As more GO Consortium curation groups migrate their annotations into the UniProt database and move to using Protein2GO as their sole curation tool for protein GO annotation, we continue to add more functionality to the tool.

  • support for new with_string format, plus all of the ECO-code-specific usage constraints

At the 2014 GOC meeting in Barcelona a change to the format of the with/from annotation column ("with_string") was agreed, which allows components of the with_string to be separated by both pipes and commas.

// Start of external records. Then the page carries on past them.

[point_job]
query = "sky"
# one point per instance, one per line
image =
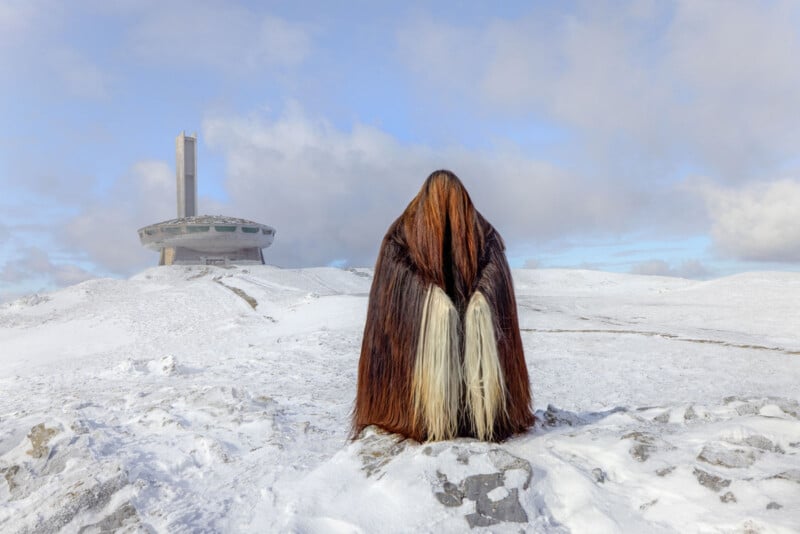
(651, 137)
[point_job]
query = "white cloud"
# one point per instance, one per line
(687, 269)
(331, 194)
(106, 227)
(217, 34)
(33, 264)
(756, 222)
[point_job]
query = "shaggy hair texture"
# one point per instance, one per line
(442, 355)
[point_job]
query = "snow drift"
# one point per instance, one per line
(208, 399)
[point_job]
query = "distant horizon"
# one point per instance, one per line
(590, 135)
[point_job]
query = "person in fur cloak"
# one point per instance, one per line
(442, 355)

In addition, a new set of rules was agreed that govern the usage, and acceptable format, of with/from with the GO evidence codes. Protein2GO now fully supports this enhanced format and the usage rules.

  • annotation to RNAcentral IDs

Following on from 2014's extension of the scope of GO annotation to allow annotations to be made to IntAct Complex Portal identifiers, the scope has been further extended this year to support annotations to (taxon-specific) RNAcentral identifiers.

  • highlighting of linked annotations

A number of usability enhancements have been made to Protein2GO this year, but one of the most useful is the highlighting of annotations that are linked in some way. For example, if the user selects an annotation that is part of a set of reciprocal annotations, then the other annotations in the set are highlighted; this makes the task of checking annotations, for example, much easier. In terms of number of users, we currently have 125 active users, with 25 different affiliations.